While etching designs into wood or metal is an ancient art, the modern use of lasers has opened up countless new possibilities. Here at Able Engraving, we use the very latest technology to produce highly detailed results on a range of materials.
As with any new technology, it is only natural that people have questions about how engraving works so if you are curious to learn more check out our list of frequently asked questions and answers from Able Engraving
- What exactly is a laser?
- The word laser is an acronym which stands for “Light Amplification by Simulated Emission of Radiation”. A laser emits a narrow and powerful beam of single coloured light which can generate heat energy, making it suitable for use in many circumstances in modern manufacturing and technology.
- How does a laser engrave on a surface?
- The laser beam strongly heats the surface and, as the material that is being engraved evaporates or burns, the colour changes.

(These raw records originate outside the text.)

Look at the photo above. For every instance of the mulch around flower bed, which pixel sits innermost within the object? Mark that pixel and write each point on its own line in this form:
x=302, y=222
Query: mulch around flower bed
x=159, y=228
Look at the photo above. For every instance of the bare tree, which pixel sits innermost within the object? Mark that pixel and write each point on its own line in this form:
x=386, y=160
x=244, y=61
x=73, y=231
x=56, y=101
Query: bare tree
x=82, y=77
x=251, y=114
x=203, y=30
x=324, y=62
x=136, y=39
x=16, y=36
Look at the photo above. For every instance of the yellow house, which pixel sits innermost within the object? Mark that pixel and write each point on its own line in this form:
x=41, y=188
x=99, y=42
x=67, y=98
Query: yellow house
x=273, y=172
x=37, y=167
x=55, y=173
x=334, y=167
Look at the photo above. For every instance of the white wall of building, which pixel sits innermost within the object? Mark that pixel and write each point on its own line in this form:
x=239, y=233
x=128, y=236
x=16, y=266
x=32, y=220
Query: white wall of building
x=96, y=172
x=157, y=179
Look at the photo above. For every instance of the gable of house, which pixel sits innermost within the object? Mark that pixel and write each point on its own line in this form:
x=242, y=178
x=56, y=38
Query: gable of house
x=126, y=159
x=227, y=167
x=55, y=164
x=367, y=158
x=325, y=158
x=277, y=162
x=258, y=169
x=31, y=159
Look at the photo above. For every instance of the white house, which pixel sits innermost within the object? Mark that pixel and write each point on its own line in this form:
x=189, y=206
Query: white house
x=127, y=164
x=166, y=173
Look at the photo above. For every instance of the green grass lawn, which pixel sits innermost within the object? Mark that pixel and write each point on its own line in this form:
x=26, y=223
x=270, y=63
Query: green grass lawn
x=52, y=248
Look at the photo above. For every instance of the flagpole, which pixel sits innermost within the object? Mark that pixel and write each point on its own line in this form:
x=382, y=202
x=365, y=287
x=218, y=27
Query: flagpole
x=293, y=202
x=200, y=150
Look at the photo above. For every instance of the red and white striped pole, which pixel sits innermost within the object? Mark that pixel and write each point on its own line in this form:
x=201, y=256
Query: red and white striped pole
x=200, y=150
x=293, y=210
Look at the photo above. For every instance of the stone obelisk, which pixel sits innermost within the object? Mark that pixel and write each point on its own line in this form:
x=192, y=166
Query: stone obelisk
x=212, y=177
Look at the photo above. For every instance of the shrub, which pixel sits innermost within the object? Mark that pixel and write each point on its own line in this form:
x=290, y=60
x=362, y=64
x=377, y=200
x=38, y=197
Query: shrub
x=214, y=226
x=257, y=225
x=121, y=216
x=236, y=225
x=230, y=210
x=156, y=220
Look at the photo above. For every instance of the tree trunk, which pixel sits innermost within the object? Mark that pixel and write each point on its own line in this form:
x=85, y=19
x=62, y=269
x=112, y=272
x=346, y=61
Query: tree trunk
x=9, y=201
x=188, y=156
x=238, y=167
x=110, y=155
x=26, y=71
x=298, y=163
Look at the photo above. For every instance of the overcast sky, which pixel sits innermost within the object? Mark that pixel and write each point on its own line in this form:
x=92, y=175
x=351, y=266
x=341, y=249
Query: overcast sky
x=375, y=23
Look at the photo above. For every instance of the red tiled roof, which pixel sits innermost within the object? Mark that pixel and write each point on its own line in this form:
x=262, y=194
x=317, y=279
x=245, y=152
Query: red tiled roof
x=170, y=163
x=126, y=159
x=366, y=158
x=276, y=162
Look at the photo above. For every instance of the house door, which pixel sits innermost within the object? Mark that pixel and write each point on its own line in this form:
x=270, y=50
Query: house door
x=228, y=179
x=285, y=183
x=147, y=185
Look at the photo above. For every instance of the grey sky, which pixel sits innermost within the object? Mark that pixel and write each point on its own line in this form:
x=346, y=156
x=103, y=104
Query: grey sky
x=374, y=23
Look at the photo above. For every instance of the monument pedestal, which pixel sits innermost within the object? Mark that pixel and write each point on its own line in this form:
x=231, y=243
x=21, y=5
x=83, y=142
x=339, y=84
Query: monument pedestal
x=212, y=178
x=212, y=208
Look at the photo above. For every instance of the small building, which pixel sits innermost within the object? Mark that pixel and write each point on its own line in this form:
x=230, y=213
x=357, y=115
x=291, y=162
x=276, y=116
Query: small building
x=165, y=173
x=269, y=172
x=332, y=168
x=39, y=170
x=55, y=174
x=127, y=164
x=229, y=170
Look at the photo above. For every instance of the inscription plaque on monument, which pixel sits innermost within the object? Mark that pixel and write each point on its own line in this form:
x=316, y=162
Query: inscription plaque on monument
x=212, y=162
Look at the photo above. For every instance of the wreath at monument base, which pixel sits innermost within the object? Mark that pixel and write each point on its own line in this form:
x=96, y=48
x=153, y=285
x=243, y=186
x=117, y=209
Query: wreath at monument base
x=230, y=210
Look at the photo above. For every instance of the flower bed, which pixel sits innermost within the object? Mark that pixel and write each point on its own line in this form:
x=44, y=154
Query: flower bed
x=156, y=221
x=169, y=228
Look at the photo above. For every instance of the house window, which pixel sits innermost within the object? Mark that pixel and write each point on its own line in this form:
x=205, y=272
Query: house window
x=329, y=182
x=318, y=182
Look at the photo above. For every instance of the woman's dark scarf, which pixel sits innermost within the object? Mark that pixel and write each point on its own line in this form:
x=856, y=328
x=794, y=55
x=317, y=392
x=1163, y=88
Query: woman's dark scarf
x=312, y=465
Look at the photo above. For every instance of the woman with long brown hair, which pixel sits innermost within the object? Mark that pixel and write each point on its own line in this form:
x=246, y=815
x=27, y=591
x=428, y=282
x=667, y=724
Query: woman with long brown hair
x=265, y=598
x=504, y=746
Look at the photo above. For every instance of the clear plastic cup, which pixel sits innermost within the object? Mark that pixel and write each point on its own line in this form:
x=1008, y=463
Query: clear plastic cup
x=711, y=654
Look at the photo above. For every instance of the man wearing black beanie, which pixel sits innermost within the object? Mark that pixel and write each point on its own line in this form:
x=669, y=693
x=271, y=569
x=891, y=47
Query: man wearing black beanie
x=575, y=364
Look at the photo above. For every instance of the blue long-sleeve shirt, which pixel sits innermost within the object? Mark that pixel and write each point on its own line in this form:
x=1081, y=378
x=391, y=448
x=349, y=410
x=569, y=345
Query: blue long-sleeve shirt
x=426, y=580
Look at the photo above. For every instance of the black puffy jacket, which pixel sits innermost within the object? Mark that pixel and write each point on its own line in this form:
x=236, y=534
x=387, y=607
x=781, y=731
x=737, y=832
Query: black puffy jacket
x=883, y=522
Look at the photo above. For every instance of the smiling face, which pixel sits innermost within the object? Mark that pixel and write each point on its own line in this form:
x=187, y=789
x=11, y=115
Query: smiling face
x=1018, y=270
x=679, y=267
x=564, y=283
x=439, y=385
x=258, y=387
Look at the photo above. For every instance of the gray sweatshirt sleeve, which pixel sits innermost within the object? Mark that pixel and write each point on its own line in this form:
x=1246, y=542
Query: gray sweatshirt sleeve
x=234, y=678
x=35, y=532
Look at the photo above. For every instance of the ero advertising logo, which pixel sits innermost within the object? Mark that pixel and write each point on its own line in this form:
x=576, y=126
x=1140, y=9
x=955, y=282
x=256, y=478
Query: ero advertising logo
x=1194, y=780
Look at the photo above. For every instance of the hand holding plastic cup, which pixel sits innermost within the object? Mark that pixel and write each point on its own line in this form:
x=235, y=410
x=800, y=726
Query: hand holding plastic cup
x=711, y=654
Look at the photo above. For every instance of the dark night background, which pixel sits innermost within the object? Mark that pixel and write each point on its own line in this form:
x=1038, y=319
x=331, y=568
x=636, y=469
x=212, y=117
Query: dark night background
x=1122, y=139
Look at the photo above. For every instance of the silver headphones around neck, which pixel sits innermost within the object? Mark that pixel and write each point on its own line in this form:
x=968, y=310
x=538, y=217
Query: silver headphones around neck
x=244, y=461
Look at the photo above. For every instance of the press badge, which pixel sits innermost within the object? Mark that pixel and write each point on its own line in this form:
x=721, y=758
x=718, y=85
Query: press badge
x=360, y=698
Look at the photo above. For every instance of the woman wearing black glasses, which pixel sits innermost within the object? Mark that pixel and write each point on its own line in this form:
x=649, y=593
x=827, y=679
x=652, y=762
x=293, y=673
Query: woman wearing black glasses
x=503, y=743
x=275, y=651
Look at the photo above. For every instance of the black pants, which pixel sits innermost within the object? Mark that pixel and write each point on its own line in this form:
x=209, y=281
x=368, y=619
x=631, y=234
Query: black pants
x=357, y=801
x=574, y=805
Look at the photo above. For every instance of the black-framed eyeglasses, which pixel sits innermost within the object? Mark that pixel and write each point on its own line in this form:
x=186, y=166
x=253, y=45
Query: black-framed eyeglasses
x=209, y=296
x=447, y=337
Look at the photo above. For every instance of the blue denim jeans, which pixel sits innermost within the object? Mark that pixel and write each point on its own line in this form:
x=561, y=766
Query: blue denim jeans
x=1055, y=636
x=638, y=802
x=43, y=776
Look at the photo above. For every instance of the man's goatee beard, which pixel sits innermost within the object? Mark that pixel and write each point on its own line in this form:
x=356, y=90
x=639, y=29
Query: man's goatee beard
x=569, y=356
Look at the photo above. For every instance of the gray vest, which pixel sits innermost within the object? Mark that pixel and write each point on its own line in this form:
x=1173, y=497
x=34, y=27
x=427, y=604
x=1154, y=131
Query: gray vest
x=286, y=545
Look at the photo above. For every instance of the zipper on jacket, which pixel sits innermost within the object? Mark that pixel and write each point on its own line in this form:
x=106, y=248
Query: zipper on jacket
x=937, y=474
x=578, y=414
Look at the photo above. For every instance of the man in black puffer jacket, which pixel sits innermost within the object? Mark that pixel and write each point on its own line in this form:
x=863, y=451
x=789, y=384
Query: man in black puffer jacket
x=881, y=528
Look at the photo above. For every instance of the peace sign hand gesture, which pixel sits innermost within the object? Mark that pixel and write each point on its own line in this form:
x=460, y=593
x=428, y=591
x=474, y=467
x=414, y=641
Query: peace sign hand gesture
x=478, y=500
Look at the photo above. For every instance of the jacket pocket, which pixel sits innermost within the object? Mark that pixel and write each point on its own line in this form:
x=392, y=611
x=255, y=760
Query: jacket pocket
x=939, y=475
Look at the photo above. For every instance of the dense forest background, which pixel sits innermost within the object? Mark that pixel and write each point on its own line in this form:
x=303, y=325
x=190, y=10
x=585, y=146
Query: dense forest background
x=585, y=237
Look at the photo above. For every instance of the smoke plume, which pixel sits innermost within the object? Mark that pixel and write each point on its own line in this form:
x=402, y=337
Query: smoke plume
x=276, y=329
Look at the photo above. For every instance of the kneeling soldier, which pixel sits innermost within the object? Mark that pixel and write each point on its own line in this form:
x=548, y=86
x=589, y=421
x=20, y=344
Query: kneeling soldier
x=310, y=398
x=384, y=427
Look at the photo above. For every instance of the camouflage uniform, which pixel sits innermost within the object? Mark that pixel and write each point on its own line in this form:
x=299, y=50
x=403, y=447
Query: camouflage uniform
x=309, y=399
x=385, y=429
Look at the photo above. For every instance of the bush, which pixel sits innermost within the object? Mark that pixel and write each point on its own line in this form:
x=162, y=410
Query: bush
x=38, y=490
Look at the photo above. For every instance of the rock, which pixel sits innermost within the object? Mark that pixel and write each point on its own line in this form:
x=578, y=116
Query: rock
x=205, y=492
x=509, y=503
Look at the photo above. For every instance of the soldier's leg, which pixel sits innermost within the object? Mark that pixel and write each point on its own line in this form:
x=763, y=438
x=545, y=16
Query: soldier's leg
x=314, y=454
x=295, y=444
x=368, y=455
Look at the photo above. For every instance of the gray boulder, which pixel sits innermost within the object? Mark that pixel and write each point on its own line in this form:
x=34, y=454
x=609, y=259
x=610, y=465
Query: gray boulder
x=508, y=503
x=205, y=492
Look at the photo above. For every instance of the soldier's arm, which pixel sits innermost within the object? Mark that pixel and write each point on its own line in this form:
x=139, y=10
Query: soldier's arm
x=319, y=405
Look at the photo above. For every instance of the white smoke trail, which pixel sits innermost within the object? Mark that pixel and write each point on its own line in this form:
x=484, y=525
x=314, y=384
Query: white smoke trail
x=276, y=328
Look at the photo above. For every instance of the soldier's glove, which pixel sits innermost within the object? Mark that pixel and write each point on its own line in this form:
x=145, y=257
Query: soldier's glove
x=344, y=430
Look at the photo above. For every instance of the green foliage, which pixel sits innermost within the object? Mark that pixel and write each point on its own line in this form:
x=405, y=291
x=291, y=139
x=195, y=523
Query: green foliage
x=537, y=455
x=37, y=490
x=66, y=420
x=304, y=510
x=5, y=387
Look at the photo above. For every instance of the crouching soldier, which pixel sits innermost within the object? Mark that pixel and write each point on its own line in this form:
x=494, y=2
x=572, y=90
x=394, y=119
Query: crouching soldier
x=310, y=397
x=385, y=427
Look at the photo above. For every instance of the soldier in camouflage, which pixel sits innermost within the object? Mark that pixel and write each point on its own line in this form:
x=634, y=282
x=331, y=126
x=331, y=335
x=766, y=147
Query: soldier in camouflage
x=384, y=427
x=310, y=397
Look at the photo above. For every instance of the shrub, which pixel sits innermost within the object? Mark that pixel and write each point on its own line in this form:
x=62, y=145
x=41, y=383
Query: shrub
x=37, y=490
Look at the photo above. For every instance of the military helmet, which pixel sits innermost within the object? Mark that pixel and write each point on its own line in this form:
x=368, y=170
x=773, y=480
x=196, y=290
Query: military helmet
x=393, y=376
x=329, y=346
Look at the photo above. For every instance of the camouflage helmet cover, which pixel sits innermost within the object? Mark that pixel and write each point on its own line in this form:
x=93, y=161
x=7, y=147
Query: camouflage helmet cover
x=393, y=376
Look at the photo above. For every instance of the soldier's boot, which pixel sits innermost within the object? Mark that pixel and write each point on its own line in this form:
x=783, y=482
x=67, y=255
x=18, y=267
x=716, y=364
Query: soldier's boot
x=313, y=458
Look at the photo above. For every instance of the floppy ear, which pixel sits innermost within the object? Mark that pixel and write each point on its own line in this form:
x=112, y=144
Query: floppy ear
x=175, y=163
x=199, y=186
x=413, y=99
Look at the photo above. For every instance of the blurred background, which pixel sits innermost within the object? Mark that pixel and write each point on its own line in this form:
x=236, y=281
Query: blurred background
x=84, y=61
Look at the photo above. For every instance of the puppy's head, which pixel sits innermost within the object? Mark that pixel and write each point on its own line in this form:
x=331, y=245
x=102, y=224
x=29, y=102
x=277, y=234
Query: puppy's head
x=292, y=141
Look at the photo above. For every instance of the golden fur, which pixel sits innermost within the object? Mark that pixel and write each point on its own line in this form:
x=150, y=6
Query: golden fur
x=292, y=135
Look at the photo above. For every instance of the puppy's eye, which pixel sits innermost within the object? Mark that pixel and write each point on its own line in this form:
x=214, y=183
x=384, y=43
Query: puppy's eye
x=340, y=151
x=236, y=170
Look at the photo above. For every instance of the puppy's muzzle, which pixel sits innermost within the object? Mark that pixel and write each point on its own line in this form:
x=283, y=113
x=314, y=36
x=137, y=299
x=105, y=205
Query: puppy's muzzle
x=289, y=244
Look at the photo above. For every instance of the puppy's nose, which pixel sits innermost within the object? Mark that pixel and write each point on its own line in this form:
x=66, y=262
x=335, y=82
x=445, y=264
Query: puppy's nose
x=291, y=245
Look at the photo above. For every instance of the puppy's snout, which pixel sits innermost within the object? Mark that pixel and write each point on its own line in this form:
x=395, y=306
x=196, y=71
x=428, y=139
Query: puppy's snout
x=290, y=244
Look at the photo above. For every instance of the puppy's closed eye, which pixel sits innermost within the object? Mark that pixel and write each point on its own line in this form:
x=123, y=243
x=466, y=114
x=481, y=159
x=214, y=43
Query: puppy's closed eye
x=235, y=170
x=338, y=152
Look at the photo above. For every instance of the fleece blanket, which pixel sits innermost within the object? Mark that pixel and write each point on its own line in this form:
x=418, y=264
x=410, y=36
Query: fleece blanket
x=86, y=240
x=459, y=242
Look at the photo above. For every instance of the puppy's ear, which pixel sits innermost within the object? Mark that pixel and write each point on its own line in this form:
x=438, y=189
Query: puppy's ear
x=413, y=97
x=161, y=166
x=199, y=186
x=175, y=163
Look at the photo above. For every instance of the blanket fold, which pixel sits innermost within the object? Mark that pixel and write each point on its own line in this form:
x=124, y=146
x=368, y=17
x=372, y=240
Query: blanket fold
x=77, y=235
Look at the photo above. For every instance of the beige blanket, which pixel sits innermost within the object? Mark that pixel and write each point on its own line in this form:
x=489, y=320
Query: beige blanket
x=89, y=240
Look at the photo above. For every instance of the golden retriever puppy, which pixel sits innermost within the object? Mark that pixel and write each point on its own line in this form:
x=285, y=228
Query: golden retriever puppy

- What sorts of material can be engraved on by laser?
- A laser to be used to engrave upon almost any surface including wood, plastic, tile, stone, a variety of metals and glass.
- Are laser cutting and laser engraving machines the same?
- The main difference between the two is the focal length of the laser used. To engrave, a short focal length laser is used which produces a very fine spot size, allowing highly detailed images to be produced. A laser cutter utilises a laser with a longer focal length, enabling it to cut through thicker materials.
- What are the benefits of laser engraving?
- One of the main benefits of using a laser is the fact that it can produce highly detailed images. The entire process is also contactless, meaning that the material being engraved upon will not suffer damage as a result of pressure being applied, no chips are produced during the process, and less dust is also created.
- What sort of products are commonly engraved on by laser?
- Because a laser can engrave virtually any design onto a vast array of materials the possibilities are endless! Some examples include names being engraved onto sports trophies, company logos on pens and serial numbers on mechanical components. A laser is capable of producing such detailed results that it can even reproduce photographs onto wood or jewellery or a 3D image into a block of crystal or acrylic.